Brain Training
I’m just back from a fabulous weekend in Cornwall for a wedding, and didn’t manage to post this while I was there due to a) the wedding, b) alcohol, and c) all the fun.
Before heading down on Friday, I squeezed in a quick 4 mile circuit of Crouch End on Thursday night. Running was just one of a long list of tasks to tick off that evening. If the ideal run is ‘free’, unbounded by time or distance pressures, then this was the opposite of that. My mind was racing over packing and remembering the bridal make-up and borrowing the video camera and buying confetti and would we get a seat on the train and what time we should leave and before my brain had started to unwind the run was over.
To make amends, and to balance all the merrymaking, we planned a 5 mile run in Cornwall on the Saturday morning from our borrowed house in Stithians. It was a glowering morning, the few splashes of sunshine chased away by swift clouds, wind bobbing the hedgerow flowers. The roads were narrow and winding and a car swerved wildly around one bend to avoid us. The greens and blues I had been expecting from the Cornish countryside were strangely leached of brightness and I couldn’t seem to fix the route map in my head firmly enough not to worry constantly about becoming lost.

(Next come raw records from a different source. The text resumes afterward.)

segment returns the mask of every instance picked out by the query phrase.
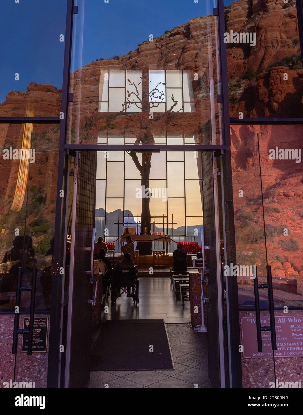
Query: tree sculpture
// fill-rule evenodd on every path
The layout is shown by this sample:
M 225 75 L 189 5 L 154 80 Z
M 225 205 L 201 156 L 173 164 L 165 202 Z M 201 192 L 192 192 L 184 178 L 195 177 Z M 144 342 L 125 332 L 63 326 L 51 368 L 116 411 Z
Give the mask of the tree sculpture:
M 138 83 L 136 83 L 130 79 L 127 79 L 130 86 L 132 88 L 131 88 L 132 90 L 130 91 L 129 90 L 127 90 L 127 93 L 125 95 L 125 102 L 122 105 L 123 110 L 126 111 L 128 108 L 131 108 L 132 105 L 134 105 L 136 107 L 142 110 L 144 110 L 144 107 L 143 102 L 143 99 L 140 96 L 140 94 L 138 90 L 138 87 L 141 82 L 144 82 L 144 78 L 141 77 L 141 81 Z M 151 110 L 153 108 L 156 108 L 159 107 L 160 104 L 165 103 L 165 95 L 163 90 L 163 87 L 161 85 L 165 85 L 165 83 L 164 82 L 159 82 L 155 88 L 149 90 L 149 102 L 147 103 L 147 105 L 149 107 L 147 107 L 149 108 L 149 110 L 147 112 L 148 117 L 148 122 L 145 123 L 144 127 L 145 128 L 141 129 L 141 132 L 144 131 L 144 132 L 140 132 L 138 134 L 137 132 L 132 132 L 133 134 L 136 135 L 137 139 L 134 143 L 134 144 L 154 144 L 154 137 L 152 134 L 152 127 L 153 118 L 152 117 L 151 119 L 149 116 Z M 172 104 L 171 107 L 166 111 L 166 114 L 169 114 L 172 112 L 173 110 L 178 104 L 178 101 L 175 99 L 173 94 L 169 95 L 169 98 L 172 101 Z M 183 111 L 183 107 L 178 111 L 180 112 Z M 134 163 L 134 165 L 139 170 L 141 176 L 141 186 L 142 188 L 147 189 L 149 187 L 149 174 L 151 166 L 151 161 L 152 153 L 152 152 L 142 151 L 142 164 L 140 164 L 137 154 L 141 152 L 135 151 L 128 151 L 128 154 L 132 157 L 132 159 Z M 150 193 L 149 193 L 150 194 Z M 149 197 L 145 197 L 145 192 L 142 192 L 142 206 L 141 212 L 141 223 L 140 228 L 140 234 L 143 234 L 144 233 L 144 228 L 147 228 L 147 234 L 150 235 L 151 232 L 151 213 L 150 208 L 150 198 Z M 150 255 L 152 254 L 152 243 L 150 242 L 137 242 L 137 249 L 139 250 L 139 255 Z

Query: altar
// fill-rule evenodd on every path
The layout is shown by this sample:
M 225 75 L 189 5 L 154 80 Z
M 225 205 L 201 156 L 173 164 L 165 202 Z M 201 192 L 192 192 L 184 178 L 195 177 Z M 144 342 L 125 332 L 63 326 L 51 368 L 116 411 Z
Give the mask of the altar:
M 125 242 L 126 237 L 130 236 L 136 242 L 165 242 L 171 244 L 170 235 L 122 235 L 120 238 L 121 245 Z

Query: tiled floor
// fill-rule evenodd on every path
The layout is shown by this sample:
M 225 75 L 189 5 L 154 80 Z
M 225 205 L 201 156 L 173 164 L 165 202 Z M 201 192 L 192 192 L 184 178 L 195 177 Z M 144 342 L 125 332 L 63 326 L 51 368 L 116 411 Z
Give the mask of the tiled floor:
M 208 381 L 207 334 L 197 333 L 188 325 L 190 303 L 182 307 L 174 295 L 169 277 L 139 278 L 140 300 L 134 306 L 131 298 L 123 295 L 112 308 L 106 320 L 163 319 L 171 350 L 175 370 L 92 372 L 90 388 L 210 388 Z M 93 335 L 96 340 L 100 329 Z M 93 341 L 93 342 L 94 342 Z
M 210 388 L 206 335 L 187 323 L 167 324 L 175 370 L 92 372 L 90 388 Z

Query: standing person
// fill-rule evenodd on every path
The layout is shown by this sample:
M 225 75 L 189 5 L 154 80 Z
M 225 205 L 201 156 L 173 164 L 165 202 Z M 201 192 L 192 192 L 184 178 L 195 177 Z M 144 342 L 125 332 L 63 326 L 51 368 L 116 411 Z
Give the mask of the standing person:
M 112 275 L 112 268 L 110 261 L 106 258 L 105 251 L 103 248 L 99 252 L 99 271 L 102 273 L 102 287 L 109 287 L 110 277 Z M 108 295 L 109 295 L 109 290 Z
M 134 262 L 135 257 L 134 255 L 134 241 L 129 235 L 126 237 L 125 240 L 126 244 L 124 245 L 123 247 L 121 247 L 121 252 L 123 252 L 125 254 L 128 252 L 130 254 L 131 261 Z
M 184 272 L 187 271 L 186 254 L 187 252 L 183 249 L 182 244 L 178 244 L 178 248 L 173 253 L 173 271 L 177 272 Z
M 94 246 L 94 256 L 98 259 L 100 249 L 104 249 L 105 253 L 108 250 L 108 246 L 103 241 L 103 237 L 100 236 L 98 238 L 98 242 L 95 242 Z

We ran to a ‘lake’, which held an Ordnance Survey promise of rolling beauty, but what we found was this:
That’s me, crossing the concrete dam of the reservoir, which had turned what was probably once a charming valley into a giant grey water trough. It was a bleak sight, even in the shaft of sunlight that greeted us as we approached the shore. It might be unfair to stretch this observation into something wider, but it seemed to me, as I quaffed champagne on a deck overlooking Helford Passage later that day, that the crumbling working parts of Cornwall were bringing the manicured parts into uncomfortable relief. A drive past boarded up buildings in Redruth on the way to drink cappucinos in St Ives this morning increased my unease.
As runs go, this wasn’t free in terms of route or timing, but I can picture every corner and hill. I was free to think about the land, the houses and who might live there, the weather and the passing cars. We weren’t running fast so I wasn’t thinking about my body at all, not even my hangover. I think it was mainly an exercise for my brain.